One new development in L’Annonciade district, on the border of Monaco and France, is the controversially tall Tour Odeon. The elegant butterfly-shaped building, 49 storeys high, was designed by Alexandre Giraldi, one of Monaco’s most respected architects, and is being built by the Marzocco Group. It will be the tallest residential (and commercial) tower in Monaco and France and is due to be completed by 2014. All but 10 per cent of the luxury apartments will have a view of the sea and, at an average 250 sq metre for a two-bedroom unit (though apartment size goes up to 540 sq metre), are spacious. “We are keen to attract families,” says the building group’s Daniele Marzocco.
Though prices have not yet been released, properties in the Tour Odeon are expected to sell for about €80,000 per sq metre, giving a price of about €20m for an average apartment – and will be some of the most expensive Monaco property for sale so far.

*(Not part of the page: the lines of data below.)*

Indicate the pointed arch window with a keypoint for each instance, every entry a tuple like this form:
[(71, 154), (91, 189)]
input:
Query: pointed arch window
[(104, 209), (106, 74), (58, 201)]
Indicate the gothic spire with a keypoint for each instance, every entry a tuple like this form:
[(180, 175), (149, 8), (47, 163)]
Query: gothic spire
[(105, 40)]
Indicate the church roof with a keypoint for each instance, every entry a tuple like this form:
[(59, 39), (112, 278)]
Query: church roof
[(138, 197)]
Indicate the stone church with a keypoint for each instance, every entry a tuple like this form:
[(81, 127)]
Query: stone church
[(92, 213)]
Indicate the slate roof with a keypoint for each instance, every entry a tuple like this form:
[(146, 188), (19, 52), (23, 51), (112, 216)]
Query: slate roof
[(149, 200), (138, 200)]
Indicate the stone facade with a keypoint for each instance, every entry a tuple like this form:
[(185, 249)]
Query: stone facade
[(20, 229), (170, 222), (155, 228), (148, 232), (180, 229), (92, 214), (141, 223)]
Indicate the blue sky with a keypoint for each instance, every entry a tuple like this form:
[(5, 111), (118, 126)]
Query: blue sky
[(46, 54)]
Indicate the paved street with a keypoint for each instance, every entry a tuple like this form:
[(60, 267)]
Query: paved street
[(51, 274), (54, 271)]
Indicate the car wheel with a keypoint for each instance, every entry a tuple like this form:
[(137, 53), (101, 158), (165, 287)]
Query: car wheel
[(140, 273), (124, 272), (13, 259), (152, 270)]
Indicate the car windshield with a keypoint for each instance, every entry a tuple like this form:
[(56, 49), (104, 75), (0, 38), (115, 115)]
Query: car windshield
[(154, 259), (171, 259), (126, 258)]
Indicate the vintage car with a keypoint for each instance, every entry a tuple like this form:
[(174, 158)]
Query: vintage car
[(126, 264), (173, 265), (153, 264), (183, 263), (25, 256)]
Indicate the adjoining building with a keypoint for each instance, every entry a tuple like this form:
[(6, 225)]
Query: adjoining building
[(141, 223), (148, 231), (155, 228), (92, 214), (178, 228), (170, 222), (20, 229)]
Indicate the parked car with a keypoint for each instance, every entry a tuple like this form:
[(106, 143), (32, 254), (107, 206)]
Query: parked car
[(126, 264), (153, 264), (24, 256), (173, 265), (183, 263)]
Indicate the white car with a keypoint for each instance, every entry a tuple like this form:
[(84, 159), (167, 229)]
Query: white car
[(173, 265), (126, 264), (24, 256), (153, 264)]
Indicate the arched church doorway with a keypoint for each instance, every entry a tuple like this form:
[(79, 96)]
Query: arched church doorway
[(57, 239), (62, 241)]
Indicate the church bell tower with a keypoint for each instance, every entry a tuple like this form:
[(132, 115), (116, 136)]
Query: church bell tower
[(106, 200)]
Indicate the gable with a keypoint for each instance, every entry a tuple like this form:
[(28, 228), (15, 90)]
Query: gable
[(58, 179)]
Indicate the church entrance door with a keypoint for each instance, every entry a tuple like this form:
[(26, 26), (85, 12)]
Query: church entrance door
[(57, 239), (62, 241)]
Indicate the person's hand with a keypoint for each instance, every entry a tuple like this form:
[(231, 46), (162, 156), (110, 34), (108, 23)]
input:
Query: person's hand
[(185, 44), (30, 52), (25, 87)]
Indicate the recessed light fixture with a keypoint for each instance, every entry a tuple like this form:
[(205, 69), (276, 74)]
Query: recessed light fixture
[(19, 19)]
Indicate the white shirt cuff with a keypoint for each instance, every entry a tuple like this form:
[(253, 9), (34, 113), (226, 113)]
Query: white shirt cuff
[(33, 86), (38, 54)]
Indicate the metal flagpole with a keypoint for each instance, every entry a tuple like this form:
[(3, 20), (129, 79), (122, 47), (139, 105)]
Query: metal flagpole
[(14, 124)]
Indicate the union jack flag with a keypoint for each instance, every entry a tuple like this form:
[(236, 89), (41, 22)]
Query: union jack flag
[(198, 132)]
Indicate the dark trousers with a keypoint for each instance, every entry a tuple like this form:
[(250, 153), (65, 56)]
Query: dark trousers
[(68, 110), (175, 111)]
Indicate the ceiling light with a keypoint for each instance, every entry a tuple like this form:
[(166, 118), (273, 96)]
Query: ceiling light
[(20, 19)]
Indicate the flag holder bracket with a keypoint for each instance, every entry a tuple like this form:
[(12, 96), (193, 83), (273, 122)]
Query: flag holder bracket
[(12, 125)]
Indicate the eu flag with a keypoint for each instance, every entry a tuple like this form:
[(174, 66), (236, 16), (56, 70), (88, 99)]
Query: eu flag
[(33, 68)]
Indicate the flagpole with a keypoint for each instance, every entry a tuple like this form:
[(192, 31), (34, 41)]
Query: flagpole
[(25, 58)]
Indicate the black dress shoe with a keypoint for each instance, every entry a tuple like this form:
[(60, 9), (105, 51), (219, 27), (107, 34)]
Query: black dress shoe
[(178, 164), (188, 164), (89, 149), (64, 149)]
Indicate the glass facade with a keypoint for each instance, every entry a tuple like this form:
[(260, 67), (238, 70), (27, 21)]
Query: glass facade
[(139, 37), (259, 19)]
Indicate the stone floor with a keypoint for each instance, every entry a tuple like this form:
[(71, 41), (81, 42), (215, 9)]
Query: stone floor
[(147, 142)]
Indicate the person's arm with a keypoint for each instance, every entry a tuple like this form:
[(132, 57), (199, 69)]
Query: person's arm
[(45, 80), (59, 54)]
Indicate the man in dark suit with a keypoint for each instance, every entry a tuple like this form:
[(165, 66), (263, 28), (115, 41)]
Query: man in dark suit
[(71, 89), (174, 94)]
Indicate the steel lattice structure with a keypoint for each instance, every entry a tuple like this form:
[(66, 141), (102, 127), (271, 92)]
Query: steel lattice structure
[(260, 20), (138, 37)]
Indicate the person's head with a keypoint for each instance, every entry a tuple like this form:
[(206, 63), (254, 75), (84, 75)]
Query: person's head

Such high prices can intimidate even the super-rich, so many opt instead to rent, while still qualifying as residents. “Rent is approximately 2 per cent of the capital value,” says Baldock, who often advises his clients to do this. Indeed, some streets, such as Princesse Grace, are almost entirely owned by old Monagasque families and apartments can only be rented.
“Of course you are chucking money down the drain [by renting] but, capital growth apart, why buy?” asks Baldock. “Especially if you are going to buy a house within an hour’s drive.” Many residents live in Monaco during the week and then enjoy weekends at their country home in neighbouring France or Italy.
Cap Ferrat is only 10 minutes’ drive away and also has some of the most expensive homes in the world: villas change hands for between €40m and €80m. Forty minutes’ drive from Monaco in the hills behind Nice and Cannes are villages such as St Paul, Tourrettes sur Loup and Gourden, that are also popular with second-home owners. In Les Hauts de St Paul (a gated estate) 500 sq metre villas sell for €4m-€6m.
A great deal of Monaco’s appeal lies in its convenience: close to the French and Italian rivieras and only an hour and a half’s drive from the Alpes-Maritime. And the principality is easily reached via Nice, the fifth largest city in France, and its international airport. It is, however, not without charm of its own. It shares the Côte d’Azur’s mild climate of 15°C average in the winter and about 21°C in the summer and it is safe and clean.
“It’s the only country in the world where multi-millionaires take the bus,” says Luke. But then millionaires have always felt comfortable in Monaco. Run by the Grimaldi monarchy since 1297, it became the epitome of glamour in 1956 when film star Grace Kelly married Prince Rainer III. Aristocrats and the rich and famous flocked to its casino on the Monte Carlo coastline.